Remarcó que al inicio de la vida pública del Señor, al inicio de su misión, las palabras de invitación son, que el Reino del Señor está cerca, conviértanse. “Dios en este mundo está presente, quien conduce la historia es Dios, quien ha creado este mundo y ha creado al ser humano es Dios. En las manos de Él habitamos y somos conducidos” refiriéndose a que hay un plan de parte de Dios para el ser humano. “Este Dios en este mundo deberá reinar”.

Destacó la importancia de un Dios que siendo padre, exige a sus hijos puedan reconocerse hermanos entre ellos. “Por eso la división, la fragmentación. Por eso el hecho de no reconocerse entre hermanos, u odiarse es reprochable. Peor todavía si se pretende dividir a un pueblo, esto, es condenable, no es producto del Reino de Dios.”

Enfáticamente mencionó, que, incentivar al odio y la violencia es condenable, pues no es la acción de Dios. “Lo peor que puede existir en este mundo es la guerra fratricida, de no reconocerse como hermanos”.

Refiriéndose al pueblo de Nínive, de la primera lectura, mencionó que es un pueblo que vivió bajo sus fuerzas, bajo su poderío y se corrompió. “Se ha alejado de los planes de Dios”. Sin embargo el pueblo se convierte, cambia de proceder". “Reconocer que somos limitados, reconocer que estamos dependiendo del amor de la justicia de Dios, no de nuestros planes, no de nuestro dinero, de nuestras constituciones, no de nuestros estatutos, poder económico, de nuestra inteligencia o de nuestros títulos. Convertirse es mirar a Dios, reconocerse como hijos, no como si fuéramos dioses”.

En relación a ello señaló “Conviértanse que el Reino de Dios está cerca, es propiamente darse cuenta que los destinos de la patria y de cualquier familia está también en este reinado de Dios, que nos ha ofrecido”

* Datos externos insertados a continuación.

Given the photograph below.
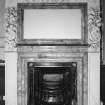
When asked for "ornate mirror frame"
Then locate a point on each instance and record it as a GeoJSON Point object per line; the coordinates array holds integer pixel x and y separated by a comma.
{"type": "Point", "coordinates": [20, 21]}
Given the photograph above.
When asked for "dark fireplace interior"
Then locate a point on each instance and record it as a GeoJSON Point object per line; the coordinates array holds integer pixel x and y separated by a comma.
{"type": "Point", "coordinates": [54, 84]}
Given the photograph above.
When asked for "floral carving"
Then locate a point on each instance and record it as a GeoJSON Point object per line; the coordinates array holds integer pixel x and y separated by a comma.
{"type": "Point", "coordinates": [11, 28]}
{"type": "Point", "coordinates": [94, 24]}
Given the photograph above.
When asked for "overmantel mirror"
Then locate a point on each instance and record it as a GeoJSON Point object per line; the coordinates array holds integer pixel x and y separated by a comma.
{"type": "Point", "coordinates": [52, 23]}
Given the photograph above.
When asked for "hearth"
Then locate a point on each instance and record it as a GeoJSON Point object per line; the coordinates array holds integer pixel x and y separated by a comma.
{"type": "Point", "coordinates": [52, 83]}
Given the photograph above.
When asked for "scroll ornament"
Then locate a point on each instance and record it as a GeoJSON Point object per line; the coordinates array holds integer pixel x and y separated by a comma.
{"type": "Point", "coordinates": [94, 25]}
{"type": "Point", "coordinates": [11, 28]}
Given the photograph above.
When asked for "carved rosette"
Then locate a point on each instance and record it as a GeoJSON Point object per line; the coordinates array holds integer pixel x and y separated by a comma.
{"type": "Point", "coordinates": [94, 24]}
{"type": "Point", "coordinates": [11, 29]}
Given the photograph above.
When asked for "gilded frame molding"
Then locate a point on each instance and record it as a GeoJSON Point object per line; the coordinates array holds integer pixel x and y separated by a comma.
{"type": "Point", "coordinates": [20, 20]}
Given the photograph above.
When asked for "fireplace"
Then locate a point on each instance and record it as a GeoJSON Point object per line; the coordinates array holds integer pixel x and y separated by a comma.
{"type": "Point", "coordinates": [52, 83]}
{"type": "Point", "coordinates": [52, 75]}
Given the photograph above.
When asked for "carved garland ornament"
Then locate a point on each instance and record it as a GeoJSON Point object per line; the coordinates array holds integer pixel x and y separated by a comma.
{"type": "Point", "coordinates": [11, 28]}
{"type": "Point", "coordinates": [94, 24]}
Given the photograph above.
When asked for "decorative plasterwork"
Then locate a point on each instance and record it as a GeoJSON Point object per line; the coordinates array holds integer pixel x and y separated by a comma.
{"type": "Point", "coordinates": [55, 1]}
{"type": "Point", "coordinates": [11, 29]}
{"type": "Point", "coordinates": [94, 24]}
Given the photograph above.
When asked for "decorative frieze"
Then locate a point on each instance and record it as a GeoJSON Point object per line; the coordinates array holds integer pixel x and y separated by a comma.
{"type": "Point", "coordinates": [48, 1]}
{"type": "Point", "coordinates": [11, 29]}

Invitó a cumplir la misión del creyente, de hacer presente el reino de Dios en este mundo: “Si estamos rezando por la paz en Bolivia, por la unidad en Bolivia, hacemos bien. Es parte de nuestra vocación. Si nosotros levantamos la voz diciendo que no queremos el odio, la fragmentación, que no aceptamos el hecho que se empiece a querer dividir a un pueblo para beneficio de pocos, está bien lo que podamos hacer”. “Si hemos caminado por las calles para decir que queremos el respeto profundo a la vida y queremos leyes justas, que puedan también ayudarnos a nosotros y no a dividir”.

Concluyó diciendo: “Pidamos por nuestros gobernantes, que escuchen esta palabra. Pidamos que seamos constructores de una sociedad justa, fraterna, al modelo del Reino de Dios”. “Aquí se trata de reconocer que Dios nos ha dado principios fundamentales para también gobernar una ciudad”.